Man bemerke wie viele neue Jobs von unseren weit voraus denkenden Regierenden dabei geschaffen werden. Obwohl: An der Kundenverkaufsfront sehen die Arbeitgeber ja lieber junges Personal. So nach dem Grundsatz: "Höchstalter 25, mit langjähriger Berufserfahrung!" Meine 39-jährige Bekannte hat unlängst ihren Job in einem Jeansgeschäft verloren und die Arbeitsagentur hat sie nun in eine Umschulungsmaßnahme für den Verkauf von Seniorenmode gesteckt. Aber wie wird die Seniorenmode der Zukunft aussehen? Blaumann und Schwesterntracht? Oder Drillichanzug, denn die Bundeswehr als Staatsbetrieb wird sich dem Trend zur verlängerten Lebensarbeitszeit ja nicht verschließen wollen. Der 65-jährige Feldwebel im Auslandseinsatz in Afghanistan? Warum eigentlich nicht, denkt unsere Regierung, wenn er noch rüstig genug ist und sein Sturmgewehr noch halten kann. Man bedenke, wenn es dort zu kriegerischen Auseinandersetzungen kommt, was man da an Rentenzahlungen einsparen kann.

Aber auch die Streikmode wird sich auf die älteren arbeitswilligen Jahrgänge einstellen müssen: In diese grellroten Westen mit Gewerkschaftslogo und Streikparole müsste halt dann nur noch ein Nierenwärmer und eine Bandscheibenstütze integriert werden. Obwohl: Jede Maßnahme, die ein frühzeitiges, Rentenschonendes Ableben fördert, dürfte willkommen sein.

Wie raffiniert unsere Vordenker gedacht haben beweist auch folgende Vorstellung: Das Altenpflege- bzw. Krankenpflegepersonal muss ja nur noch aus seinem Pflegebett aufstehen, die Patienten versorgen und schnell wieder in sein eigenes Bett zurück klettern. Welch ein Sparpotenzial tut sich hier auf! Das Pflegepersonal müsste nicht mehr zur Arbeit fahren, kommt dem Umweltschutz zu Gute. Arbeitgeberpräsident Dieter Hundt bräuchte nicht mehr ewig über zu hohe Lohnkosten und Renten lamentieren, weil Lohn und Rente arbeitgeberfreundlich Verschmelzung finden könnten. Die Autoindustrie würde sicherlich nur einen geringfügig kleineren Absatzmarkt haben, dafür nähme ja die Lebensmittelindustrie zu. Die Krankenhäuser und Altenheime wären besser ausgelastet und die Arzneimittelindustrie würde boomen!

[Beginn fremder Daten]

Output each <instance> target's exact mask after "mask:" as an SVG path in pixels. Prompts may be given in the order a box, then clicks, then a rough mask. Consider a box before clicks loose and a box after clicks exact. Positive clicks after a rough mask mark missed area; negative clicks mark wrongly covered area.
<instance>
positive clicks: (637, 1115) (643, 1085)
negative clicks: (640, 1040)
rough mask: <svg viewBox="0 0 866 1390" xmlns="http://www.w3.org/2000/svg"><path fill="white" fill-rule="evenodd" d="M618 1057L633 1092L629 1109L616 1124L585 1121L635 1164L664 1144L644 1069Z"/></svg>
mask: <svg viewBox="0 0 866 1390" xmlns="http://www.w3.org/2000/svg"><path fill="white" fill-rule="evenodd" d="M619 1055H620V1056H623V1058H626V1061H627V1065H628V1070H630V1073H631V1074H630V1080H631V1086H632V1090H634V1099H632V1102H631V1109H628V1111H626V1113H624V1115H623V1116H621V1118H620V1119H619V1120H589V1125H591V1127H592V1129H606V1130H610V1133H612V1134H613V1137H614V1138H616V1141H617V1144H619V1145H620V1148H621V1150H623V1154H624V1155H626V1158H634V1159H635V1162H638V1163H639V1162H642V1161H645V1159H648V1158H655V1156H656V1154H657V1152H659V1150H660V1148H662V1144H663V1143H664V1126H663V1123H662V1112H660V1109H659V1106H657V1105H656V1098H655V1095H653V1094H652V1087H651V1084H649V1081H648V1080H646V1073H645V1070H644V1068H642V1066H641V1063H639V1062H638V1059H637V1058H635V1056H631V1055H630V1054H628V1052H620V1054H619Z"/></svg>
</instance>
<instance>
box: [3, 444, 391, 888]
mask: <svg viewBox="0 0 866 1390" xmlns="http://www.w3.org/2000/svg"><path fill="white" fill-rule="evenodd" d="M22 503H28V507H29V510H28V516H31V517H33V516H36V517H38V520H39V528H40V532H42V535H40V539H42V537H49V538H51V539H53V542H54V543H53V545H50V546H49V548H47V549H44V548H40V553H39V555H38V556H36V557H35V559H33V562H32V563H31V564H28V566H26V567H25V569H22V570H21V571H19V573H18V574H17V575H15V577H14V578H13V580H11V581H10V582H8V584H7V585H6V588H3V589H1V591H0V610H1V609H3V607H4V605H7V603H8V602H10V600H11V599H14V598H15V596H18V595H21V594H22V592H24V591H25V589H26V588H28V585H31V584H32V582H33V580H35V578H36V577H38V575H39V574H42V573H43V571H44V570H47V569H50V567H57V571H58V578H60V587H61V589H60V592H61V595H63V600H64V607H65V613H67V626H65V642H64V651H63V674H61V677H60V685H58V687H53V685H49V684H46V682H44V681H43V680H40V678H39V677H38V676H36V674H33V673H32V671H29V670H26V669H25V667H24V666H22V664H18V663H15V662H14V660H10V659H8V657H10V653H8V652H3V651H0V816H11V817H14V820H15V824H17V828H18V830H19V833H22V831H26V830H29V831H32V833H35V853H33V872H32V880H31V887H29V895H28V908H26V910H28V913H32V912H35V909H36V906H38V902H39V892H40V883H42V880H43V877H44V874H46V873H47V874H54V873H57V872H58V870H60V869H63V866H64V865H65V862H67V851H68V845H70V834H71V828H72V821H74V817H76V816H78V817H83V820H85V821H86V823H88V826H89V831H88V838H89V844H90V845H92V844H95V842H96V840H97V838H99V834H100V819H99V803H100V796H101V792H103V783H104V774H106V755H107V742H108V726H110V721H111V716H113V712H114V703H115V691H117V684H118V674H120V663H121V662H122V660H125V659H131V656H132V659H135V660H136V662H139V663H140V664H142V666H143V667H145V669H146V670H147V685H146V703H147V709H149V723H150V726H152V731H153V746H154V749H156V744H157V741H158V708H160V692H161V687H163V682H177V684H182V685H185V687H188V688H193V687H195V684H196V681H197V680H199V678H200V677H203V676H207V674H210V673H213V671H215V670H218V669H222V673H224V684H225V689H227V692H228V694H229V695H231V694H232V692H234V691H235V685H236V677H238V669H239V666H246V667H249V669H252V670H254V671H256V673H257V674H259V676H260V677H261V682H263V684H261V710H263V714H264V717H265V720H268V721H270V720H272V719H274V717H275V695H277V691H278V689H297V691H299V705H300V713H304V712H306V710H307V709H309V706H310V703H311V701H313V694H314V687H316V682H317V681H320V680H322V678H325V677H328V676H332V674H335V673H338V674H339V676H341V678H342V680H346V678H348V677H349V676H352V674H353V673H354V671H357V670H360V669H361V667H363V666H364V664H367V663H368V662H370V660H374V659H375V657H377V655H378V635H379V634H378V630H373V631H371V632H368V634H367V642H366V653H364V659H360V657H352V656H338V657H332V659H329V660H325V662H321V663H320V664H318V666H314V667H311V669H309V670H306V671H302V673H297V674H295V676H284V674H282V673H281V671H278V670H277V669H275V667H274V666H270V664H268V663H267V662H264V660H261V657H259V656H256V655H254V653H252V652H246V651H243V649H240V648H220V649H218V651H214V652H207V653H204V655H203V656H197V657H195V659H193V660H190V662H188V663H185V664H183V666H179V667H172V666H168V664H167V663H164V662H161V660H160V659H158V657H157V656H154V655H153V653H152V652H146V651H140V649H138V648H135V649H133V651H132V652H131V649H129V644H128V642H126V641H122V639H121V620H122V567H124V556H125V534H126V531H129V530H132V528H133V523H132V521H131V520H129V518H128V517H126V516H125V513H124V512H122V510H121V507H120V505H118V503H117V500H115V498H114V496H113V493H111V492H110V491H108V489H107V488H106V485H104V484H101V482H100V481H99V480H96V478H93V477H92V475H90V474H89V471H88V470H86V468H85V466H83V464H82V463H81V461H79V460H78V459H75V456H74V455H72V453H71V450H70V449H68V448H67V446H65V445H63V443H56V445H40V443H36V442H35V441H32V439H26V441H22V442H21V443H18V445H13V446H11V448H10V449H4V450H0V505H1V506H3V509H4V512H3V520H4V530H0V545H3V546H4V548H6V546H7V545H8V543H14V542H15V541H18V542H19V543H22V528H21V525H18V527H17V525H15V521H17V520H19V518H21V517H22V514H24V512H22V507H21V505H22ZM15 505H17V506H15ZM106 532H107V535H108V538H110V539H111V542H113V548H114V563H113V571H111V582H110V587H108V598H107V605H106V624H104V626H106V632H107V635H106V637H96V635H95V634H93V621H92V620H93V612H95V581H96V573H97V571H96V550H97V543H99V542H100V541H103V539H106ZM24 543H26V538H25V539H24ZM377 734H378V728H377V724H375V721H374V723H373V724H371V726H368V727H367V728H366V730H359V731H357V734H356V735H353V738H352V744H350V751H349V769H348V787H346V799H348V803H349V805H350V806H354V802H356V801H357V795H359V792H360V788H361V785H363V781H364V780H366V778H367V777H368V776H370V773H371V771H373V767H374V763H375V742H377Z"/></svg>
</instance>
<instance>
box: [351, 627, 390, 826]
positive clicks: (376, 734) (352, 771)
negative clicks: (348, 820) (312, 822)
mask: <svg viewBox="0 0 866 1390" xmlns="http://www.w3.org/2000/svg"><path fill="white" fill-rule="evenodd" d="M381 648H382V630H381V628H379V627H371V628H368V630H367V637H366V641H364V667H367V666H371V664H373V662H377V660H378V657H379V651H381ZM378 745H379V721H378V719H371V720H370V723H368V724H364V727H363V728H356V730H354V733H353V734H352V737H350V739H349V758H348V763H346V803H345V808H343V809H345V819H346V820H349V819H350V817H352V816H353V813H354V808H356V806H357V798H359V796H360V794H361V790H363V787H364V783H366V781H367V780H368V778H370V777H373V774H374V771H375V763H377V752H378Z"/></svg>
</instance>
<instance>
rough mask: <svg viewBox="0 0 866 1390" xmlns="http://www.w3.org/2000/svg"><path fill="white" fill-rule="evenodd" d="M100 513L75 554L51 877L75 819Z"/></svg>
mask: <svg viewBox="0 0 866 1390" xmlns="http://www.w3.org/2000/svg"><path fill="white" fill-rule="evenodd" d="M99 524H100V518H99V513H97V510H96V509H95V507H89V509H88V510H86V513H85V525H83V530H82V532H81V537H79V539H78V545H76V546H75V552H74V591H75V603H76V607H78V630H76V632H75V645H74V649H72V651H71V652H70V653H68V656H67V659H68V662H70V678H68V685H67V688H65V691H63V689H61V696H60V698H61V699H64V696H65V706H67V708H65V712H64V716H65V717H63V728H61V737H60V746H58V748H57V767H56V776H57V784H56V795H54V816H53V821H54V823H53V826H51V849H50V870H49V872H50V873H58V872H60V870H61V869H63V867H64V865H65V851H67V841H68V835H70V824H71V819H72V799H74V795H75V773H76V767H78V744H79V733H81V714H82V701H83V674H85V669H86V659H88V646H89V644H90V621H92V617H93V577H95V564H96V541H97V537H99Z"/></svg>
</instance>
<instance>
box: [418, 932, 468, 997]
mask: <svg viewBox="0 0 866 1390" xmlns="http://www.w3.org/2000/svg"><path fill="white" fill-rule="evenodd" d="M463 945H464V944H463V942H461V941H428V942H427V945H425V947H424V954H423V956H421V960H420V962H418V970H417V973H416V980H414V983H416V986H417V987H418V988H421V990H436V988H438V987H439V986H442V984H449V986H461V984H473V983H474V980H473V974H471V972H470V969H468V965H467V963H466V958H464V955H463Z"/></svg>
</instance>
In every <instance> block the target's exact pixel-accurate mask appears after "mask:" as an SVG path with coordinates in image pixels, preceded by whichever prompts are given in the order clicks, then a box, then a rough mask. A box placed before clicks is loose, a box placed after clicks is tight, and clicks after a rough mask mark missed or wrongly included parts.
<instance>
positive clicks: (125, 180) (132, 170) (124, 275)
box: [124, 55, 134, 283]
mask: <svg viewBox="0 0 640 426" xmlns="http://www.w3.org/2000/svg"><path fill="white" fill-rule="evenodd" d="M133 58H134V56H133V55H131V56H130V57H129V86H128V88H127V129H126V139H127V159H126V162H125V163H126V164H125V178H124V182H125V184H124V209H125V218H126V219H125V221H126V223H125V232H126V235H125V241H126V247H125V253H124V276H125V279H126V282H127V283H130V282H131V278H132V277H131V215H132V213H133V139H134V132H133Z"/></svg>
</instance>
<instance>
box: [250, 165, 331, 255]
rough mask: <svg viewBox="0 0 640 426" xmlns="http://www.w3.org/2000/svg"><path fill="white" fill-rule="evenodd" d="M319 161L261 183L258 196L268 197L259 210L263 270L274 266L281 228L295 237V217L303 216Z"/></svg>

Aber: Was wird aus unserer Gesundheitsreform, was wird aus den bestehenden Pflegekosten? Was wird aus den vielen verlorenen Arbeitsplätzen? Werden das alles 1-Euro-Jobber, um die vielen Alten zu versorgen? Was wird aus den von den 1-Euro-Jobbern nicht mehr aufbringbaren Zahlungen in die Rentenkassen?

Welche Freude wird es für uns sein, wenn unsere rüstigen und verkalkten alten Regierungsmitglieder, die man ja auch von 1-Euro-Jobbern versorgen lassen kann, immer verrücktere Ideen produzieren würden! Doch genau genommen:  Wäre es nicht klüger, würden wir selber dafür sorgen, dass jüngere und bessere Leute uns regierten? Solche, die dafür arbeiten, dass es der Bevölkerung besser geht und nicht immer für sich eine gute Versorgung anstreben. Solche die dafür sorgen, dass die von den Regierenden bis heute geplünderten Rentenkassen, wieder aufgefüllt werden. Heuer, am 22. September haben wir die beste Gelegenheit dazu, den alten und verkorksten Möchtegern-Politikern die satten 0,25 Prozent zu verpassen, so wie sie es uns Westrentnern am 1. Juli zukommen haben lassen.